Are you talking about this guy?
Quote:
Originally Posted by Broadrippleguy
For the 1000th and last time. come back at the end of the year then well compare and count homicide rates.
Cause if Chicago has a huge spike in homicides maybe I should rub it in your face just for comparison.............
Not to mention the high profile murders of a 6 month old baby and Pendleton.
Quote:
Originally Posted by Broadrippleguy
Nice to see Indy high on the list.
However after looking at Detroit I question why would you use a whole metro area and not give some stats for the city proper?
Cause we cant forget Core cities like Chicago/Detroit/St Louis are very unsafe and plagued by crime.
I was going to say, weather certainly influences, but it's not a total correlation. During "Chiberia" we had two murders, yet nothing during the multiple days after that over a weekend that had the highest temps in more than a month. We went about a week now without a murder here until last night.

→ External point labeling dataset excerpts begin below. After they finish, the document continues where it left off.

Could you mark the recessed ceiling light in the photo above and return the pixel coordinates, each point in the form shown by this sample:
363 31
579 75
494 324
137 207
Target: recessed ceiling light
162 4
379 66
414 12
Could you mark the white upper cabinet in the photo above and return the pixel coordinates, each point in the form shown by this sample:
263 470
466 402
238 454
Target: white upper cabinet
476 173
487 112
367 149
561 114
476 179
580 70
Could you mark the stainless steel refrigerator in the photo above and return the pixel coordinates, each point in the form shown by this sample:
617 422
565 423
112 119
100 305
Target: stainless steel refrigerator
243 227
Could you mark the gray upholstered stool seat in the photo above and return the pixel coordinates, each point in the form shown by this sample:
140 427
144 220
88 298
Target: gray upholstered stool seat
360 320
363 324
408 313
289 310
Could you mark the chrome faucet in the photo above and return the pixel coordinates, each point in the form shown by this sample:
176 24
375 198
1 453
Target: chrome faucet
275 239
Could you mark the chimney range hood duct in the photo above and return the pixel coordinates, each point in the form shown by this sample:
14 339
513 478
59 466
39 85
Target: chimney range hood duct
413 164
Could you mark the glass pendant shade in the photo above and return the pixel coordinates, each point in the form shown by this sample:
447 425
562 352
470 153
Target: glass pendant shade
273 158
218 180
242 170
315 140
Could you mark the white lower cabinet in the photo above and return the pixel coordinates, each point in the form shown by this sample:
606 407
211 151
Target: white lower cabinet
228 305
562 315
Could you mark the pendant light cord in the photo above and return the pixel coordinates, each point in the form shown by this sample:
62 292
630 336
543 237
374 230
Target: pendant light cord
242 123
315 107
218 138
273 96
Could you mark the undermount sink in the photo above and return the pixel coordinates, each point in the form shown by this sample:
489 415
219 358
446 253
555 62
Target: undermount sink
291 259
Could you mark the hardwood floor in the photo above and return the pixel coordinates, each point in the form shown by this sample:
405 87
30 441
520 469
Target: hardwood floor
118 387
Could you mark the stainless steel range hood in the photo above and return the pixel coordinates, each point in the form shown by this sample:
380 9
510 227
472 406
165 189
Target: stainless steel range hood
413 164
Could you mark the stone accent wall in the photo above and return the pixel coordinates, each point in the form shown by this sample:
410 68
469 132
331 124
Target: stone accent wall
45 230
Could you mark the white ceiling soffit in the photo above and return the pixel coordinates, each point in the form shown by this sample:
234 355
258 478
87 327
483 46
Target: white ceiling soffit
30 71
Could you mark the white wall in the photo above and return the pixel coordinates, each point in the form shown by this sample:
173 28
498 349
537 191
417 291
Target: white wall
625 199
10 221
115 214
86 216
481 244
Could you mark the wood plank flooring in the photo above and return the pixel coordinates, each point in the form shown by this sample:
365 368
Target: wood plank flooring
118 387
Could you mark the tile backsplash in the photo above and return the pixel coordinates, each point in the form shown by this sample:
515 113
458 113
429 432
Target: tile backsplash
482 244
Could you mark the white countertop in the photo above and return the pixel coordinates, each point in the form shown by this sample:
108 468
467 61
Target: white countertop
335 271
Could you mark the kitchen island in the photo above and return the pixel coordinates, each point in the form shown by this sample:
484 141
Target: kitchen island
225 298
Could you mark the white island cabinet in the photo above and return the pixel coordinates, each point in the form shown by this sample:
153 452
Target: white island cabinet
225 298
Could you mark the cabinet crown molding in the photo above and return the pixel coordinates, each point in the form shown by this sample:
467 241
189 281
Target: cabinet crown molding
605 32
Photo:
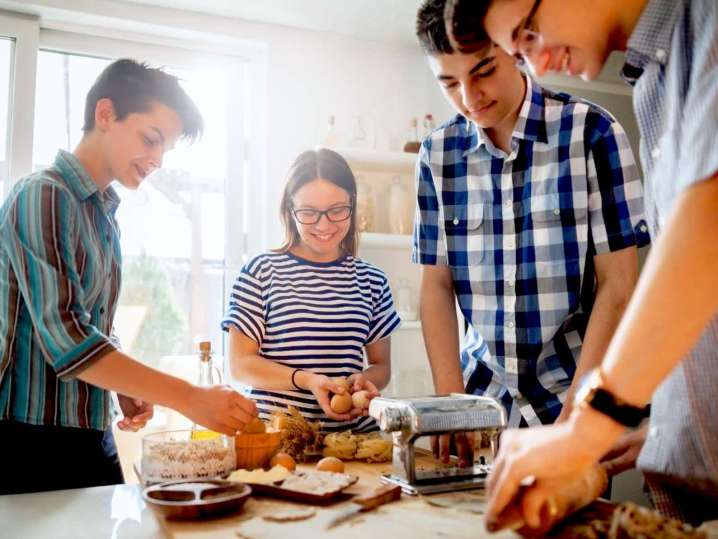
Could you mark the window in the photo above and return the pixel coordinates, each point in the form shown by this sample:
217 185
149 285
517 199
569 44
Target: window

February has seen 13, in a month that has easily gotten to 20-30 and beyond for murders.
It's always weird when people pop up and say comments like that....it's like they're rooting for more murders and just trying to "calm everyone down" and not to worry about the current low numbers.
Right... I'm rooting for more murders thanks for dropping by
Its great that Chicago is having some success with lowering its homicide rate, and its truly unfortunate that Indianapolis is struggling. The Chicago haters will probably blame the crime rise on ex-Chicagoans who have brought their wicked ways to Indianapolis, and perhaps there is some partial truth to this as we all know the Illinois-Indiana border is quite porous. That being said, its also true that while Indianapolis as a whole as grown in population, the core neighborhoods of the city are still rapidly hollowing out likely resulting in degentrification and worsening crime. It seems they haven't hit the inflection point that NYC, SF, and (hopefully) Chicago have reached.
Whether this lag is due to bad city or state policy, insufficient influx of "creative class" types, or too many bad guys from Chicago moving in, I don't know. I'd be interested to see what Aaron Renn thinks about the situation.